The first camp was emptied and closed; a hundred or so who had not been interviewed were moved from the KTR next door, and the gates between, which had been open for over a year now, were sealed shut again.
Pavel Voronkin’s name came up very early. V is the third letter in the Russian alphabet, and is printed exactly the same as the English B. Voronkin came out looking shattered. He had known it might be so, but we all had encouraged him to think optimistically, and he wept openly and brokenly and told us that because he had been sentenced by special committee, he was to have his case reviewed again at some unstated future date. My stomach knotted at the news. I was almost sure I was in for the same thing. And I was right. I went to the administration building. I stood in front of the commission with my heart beating so loud it would break windows. The four men looked very tired. One of them was in full uniform. His name was General Todorov and he represented the political prisoners. He had served eleven years and been completely rehabilitated.
Todorov said in a tired voice, when he heard my prayer, “We can’t review your case, Doldzhin. We have nothing but a slip of paper with your charges. We have to send to Moscow for your full file from the KGB. It will take between—one and two months, and we will call you back. That’s all. You have to go now. Bring in the next case.”
That was it.
In a few weeks they moved away to do the women of Dzhezkazgan. I consoled myself somehow, I don’t remember how. I think there was a lot of music at night. Pavel and I played a lot of chess and wandered about the half-empty camp, looking at the names and dates and verses and pictures scrawled or scratched or painted on the walls of empty barracks, and picking up the odd spoon or notepaper or books or other things l
eft behind by the thousands who had simply rushed to leave as soon as their release was granted. We had to go back to work. I saw a number of old and familiar faces at Zheldor Poselok, only now they were free men and women. I got a short warm note from Zoya: “Good-by. I will think of you. I embrace you. Zoya.” Well, that was all right. I felt good for her. There was no news from Gertrude.
Adarich was gone, gone on the first day. Kask was gone and the dear, great-hearted non-Russian devil, Nye Russki, who came to me simply and openly and embraced me without a word and then straightened his moustache and his back and walked out of the gates with his sack over his shoulder, tall and quick and happy.
Zyuzin was gone, with his fine guitar and his practical good sense. Epstein was gone, no more photographs. Kublanov and Feldman. Kuznetsov, who worried about spoons. Dear Edik, who would never again be welded into a safe. Aksyonov, whose face I had slapped.
Grigori the acrobat was gone, and so was Stepanov the musician. All the old friends were gone but Pavel Voronkin, and we became closer and closer and vowed we would be friends the rest of our lives. Letters came often for Pavel from Yulya. Often I brought them home with me from Zheldor Poselok.
I got another letter from my mother. Her handwriting was so shaky it was hard to read, and the sentences did not all make sense.

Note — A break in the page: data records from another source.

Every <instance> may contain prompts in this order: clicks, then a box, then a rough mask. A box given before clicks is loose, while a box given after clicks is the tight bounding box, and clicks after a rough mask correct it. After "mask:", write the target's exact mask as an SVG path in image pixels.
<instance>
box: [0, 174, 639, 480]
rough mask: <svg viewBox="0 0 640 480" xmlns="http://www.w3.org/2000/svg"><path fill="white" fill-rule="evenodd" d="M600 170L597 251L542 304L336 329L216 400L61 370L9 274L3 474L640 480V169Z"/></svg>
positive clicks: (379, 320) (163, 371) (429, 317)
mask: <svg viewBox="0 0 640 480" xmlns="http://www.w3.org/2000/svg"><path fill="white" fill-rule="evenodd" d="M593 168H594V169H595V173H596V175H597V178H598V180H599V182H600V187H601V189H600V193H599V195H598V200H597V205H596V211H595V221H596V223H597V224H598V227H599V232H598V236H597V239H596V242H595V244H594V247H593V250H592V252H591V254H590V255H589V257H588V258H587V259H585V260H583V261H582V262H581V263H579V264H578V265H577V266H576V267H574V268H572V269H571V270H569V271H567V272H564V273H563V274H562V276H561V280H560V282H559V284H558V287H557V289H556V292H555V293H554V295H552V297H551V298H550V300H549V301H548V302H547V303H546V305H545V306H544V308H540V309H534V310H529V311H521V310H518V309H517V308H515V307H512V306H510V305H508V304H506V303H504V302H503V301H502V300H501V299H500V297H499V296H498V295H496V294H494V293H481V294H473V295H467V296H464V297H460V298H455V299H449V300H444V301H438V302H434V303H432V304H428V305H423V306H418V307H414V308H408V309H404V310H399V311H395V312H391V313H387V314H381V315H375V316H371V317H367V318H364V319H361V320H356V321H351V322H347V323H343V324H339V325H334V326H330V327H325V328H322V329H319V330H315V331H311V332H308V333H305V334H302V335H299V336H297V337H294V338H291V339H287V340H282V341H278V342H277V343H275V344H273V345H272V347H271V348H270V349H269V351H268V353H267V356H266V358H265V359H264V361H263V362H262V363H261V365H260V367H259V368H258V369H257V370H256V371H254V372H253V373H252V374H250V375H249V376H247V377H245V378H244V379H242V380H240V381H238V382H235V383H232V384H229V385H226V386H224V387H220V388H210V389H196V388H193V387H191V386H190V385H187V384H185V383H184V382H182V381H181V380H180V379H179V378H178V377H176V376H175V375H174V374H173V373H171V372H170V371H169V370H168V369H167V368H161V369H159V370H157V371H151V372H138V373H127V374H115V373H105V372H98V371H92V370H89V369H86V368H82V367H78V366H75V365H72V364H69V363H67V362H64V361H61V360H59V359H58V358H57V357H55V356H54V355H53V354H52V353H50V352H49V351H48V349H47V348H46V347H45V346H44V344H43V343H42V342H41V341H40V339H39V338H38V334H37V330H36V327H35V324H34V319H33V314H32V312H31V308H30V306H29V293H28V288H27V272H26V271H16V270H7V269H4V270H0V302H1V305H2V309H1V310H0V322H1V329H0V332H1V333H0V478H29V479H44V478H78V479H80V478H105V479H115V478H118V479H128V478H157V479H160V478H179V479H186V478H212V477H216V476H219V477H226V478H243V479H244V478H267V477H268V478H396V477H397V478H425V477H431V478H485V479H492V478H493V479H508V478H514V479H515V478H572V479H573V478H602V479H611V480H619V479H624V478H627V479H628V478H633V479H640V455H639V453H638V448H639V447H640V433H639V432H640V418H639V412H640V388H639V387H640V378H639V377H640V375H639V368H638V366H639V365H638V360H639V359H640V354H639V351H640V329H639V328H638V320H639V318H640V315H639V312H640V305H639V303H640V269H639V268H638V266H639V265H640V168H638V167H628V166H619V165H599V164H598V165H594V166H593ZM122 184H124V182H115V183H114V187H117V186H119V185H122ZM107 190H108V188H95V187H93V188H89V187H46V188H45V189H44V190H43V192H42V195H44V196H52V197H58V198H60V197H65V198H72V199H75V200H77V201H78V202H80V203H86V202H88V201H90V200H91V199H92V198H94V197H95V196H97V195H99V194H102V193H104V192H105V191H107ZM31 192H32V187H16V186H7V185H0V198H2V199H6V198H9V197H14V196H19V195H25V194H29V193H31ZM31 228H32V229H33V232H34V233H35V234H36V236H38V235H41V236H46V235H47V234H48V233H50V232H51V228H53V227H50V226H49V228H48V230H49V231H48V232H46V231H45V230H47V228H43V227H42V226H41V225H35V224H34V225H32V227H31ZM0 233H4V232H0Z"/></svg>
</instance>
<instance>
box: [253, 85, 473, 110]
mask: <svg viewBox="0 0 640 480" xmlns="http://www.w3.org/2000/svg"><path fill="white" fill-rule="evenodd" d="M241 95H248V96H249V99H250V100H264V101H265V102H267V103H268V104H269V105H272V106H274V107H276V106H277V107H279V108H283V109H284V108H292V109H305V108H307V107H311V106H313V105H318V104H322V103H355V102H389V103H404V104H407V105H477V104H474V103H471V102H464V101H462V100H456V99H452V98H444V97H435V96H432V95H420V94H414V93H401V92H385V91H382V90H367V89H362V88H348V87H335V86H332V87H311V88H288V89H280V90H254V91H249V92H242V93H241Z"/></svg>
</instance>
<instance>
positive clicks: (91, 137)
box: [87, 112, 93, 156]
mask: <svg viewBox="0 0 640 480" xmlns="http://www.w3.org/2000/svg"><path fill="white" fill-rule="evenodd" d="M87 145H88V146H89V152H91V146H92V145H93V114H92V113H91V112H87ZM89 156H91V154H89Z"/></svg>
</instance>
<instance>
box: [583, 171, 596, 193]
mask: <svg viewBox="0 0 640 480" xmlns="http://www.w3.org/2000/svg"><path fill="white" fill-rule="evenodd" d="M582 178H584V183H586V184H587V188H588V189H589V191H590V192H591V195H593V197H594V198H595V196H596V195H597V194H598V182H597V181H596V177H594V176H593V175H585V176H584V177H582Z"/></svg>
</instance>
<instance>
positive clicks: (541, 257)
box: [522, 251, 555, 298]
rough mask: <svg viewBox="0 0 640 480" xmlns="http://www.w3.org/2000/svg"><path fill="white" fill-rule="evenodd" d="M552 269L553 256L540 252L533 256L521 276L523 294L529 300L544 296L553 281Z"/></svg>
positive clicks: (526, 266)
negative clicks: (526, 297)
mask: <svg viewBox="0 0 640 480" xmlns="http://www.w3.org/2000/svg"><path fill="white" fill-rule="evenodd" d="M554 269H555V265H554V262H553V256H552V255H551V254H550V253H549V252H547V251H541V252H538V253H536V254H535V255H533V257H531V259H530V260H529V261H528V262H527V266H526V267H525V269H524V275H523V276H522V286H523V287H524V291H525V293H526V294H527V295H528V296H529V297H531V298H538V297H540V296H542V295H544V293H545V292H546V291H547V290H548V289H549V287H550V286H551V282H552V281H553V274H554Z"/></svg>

For a while some prisoners were kept in camp until they had arranged new accommodations. The administration moved to head off more accidental deaths by imposing some order on the newly released. But by and by everyone was placed in work and accommodations in Dzhezkazgan or Nikolsky, or put on a train back to his home, and soon there were only a few hundred prisoners left, all in our camp. We heard that the towns of Nikolsky and Dzhezkazgan were overrun with professional criminals taking advantage of the horde of unworldly and innocent new arrivals who knew so little of the world. I wondered if any of my old urki acquaintances or other members of Valentin Intellighent’s tribe from Kuibyshev were plying their trade there.